GRPO (sampling path)
GRPO uses DeploymentSampler, which tokenizes prompts locally with a HuggingFace tokenizer and sends token IDs to the deployment (token-in/token-out). Set deployment.tokenizer_model in GRPO config.
from transformers import AutoTokenizer
from fireworks.training.sdk import DeploymentSampler
tokenizer = AutoTokenizer.from_pretrained("Qwen/Qwen3-8B", trust_remote_code=True)
sampler = DeploymentSampler(
inference_url="https://api.fireworks.ai",
model="accounts/<ACCOUNT_ID>/deployments/<DEPLOYMENT_ID>",
api_key="<FIREWORKS_API_KEY>",
tokenizer=tokenizer,
)
DPO and SFT (dataset preprocessing path)
DPO and SFT recipes also tokenize locally with AutoTokenizer using cfg.tokenizer_model before building training datums.
from transformers import AutoTokenizer
tokenizer = AutoTokenizer.from_pretrained(cfg.tokenizer_model, trust_remote_code=True)
token_ids = tokenizer.encode(text_or_chat_formatted_text)

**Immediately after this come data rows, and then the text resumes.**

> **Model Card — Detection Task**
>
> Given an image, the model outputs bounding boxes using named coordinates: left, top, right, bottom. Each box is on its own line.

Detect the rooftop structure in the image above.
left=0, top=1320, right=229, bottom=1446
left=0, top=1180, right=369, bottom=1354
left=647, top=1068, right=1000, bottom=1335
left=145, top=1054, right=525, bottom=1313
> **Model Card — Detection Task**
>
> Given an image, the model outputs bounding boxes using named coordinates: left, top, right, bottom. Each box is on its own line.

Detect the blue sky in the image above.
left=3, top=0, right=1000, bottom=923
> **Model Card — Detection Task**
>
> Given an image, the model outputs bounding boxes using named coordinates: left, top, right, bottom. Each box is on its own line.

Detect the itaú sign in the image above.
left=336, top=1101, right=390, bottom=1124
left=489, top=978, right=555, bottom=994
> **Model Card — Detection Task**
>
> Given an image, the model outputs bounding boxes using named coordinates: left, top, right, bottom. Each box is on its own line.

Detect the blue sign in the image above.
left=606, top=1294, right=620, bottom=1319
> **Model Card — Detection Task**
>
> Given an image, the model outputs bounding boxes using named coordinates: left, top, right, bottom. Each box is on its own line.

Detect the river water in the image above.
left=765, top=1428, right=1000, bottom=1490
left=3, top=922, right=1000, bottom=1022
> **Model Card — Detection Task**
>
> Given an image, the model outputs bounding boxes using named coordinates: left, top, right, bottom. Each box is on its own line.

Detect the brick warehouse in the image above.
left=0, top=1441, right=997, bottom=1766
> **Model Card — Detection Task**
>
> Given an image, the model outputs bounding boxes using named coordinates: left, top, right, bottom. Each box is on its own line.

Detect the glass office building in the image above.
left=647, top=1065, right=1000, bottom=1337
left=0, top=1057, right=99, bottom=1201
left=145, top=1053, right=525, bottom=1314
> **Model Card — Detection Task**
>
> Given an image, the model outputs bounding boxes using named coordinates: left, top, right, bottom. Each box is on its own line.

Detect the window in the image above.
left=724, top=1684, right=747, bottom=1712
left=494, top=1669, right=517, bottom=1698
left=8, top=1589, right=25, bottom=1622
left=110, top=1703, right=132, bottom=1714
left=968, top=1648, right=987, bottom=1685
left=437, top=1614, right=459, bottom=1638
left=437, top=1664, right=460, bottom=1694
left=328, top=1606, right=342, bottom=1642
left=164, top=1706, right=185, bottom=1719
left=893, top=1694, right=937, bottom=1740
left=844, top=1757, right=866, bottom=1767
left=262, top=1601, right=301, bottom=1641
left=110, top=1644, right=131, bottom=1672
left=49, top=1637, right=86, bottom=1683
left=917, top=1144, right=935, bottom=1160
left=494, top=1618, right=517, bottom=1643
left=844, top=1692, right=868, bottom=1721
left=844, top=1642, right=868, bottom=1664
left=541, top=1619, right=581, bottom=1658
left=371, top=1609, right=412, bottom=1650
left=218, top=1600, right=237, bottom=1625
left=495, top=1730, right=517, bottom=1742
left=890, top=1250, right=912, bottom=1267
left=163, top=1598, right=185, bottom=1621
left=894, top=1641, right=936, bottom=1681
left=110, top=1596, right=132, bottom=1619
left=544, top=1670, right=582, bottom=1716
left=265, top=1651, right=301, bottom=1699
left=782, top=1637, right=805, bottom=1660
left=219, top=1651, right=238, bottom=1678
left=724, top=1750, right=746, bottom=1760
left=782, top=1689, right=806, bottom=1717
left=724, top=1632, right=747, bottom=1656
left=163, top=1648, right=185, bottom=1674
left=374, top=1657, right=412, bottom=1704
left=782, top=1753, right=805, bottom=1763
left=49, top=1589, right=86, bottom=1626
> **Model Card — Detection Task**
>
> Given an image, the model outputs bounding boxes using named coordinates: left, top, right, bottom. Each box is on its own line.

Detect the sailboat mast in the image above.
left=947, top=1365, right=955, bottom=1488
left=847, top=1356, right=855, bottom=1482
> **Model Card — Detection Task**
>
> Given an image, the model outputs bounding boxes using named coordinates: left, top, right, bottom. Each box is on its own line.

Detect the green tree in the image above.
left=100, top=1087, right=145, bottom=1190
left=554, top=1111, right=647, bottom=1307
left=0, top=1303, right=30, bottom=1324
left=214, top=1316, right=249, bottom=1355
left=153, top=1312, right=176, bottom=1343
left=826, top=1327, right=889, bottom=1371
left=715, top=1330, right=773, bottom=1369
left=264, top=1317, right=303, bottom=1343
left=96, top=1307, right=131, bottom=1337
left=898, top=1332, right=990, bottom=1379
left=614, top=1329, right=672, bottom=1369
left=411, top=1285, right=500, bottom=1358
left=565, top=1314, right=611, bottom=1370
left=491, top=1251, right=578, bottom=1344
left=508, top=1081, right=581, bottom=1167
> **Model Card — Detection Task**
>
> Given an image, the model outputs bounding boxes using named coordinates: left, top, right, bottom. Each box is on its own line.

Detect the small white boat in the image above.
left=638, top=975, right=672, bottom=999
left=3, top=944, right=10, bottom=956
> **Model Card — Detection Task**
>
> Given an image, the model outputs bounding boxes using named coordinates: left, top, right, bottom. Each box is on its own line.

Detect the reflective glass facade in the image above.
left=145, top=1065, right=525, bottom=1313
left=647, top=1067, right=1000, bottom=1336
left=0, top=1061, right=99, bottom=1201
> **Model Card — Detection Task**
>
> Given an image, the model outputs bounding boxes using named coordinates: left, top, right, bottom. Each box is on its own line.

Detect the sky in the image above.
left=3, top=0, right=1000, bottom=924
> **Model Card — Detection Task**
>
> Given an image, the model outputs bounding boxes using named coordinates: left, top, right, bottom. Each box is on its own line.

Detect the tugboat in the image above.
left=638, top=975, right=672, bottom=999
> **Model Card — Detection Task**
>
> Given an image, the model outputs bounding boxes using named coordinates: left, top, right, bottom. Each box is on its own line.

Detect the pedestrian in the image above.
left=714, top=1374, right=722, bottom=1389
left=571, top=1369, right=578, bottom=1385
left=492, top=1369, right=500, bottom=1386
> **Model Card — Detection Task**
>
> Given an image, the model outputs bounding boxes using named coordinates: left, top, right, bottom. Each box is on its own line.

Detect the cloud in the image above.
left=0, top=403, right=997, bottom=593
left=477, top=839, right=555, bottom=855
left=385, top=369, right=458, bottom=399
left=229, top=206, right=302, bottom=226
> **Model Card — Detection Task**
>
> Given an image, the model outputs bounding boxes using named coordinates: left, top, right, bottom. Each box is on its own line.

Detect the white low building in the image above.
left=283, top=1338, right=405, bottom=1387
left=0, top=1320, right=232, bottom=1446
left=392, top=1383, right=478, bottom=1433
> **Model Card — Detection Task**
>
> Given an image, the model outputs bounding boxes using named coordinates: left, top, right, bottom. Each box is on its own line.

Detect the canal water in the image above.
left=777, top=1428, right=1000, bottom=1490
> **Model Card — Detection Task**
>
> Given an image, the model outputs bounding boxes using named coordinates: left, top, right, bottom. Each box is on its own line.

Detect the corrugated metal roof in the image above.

Optional trainer tokenizer endpoint
The RLOR trainer exposes a tokenizer endpoint (encode_text) for custom workflows, but it is not the default path used by GRPO/DPO/SFT cookbook loops.
from training.utils import encode_text
tokens = encode_text(base_url=trainer_endpoint, text="Hello, world!")
Building training datums
Use datum_from_tokens_weights from tinker_cookbook to construct properly-formatted datums with token weights:
import torch
from tinker_cookbook.supervised.common import datum_from_tokens_weights
# Token IDs for the full sequence (prompt + response)
tokens = torch.tensor([101, 2054, 2003, ...], dtype=torch.long)
# Weights: 0 for prompt tokens, 1 for response tokens
weights = torch.zeros(len(tokens), dtype=torch.float32)
weights[prompt_len:] = 1.0
datum = datum_from_tokens_weights(tokens, weights, max_length=8192)
The datum_from_tokens_weights function handles internal token shifting — you don’t need to manually offset tokens.
Operational guidance
- Version your datasets alongside your training scripts for reproducibility.
- Use a fixed evaluation set across experiments to compare model quality.
- Validate data before training: check for empty texts, overly long sequences, and malformed JSON.
- Pre-tokenize if possible to avoid repeated tokenizer calls during training.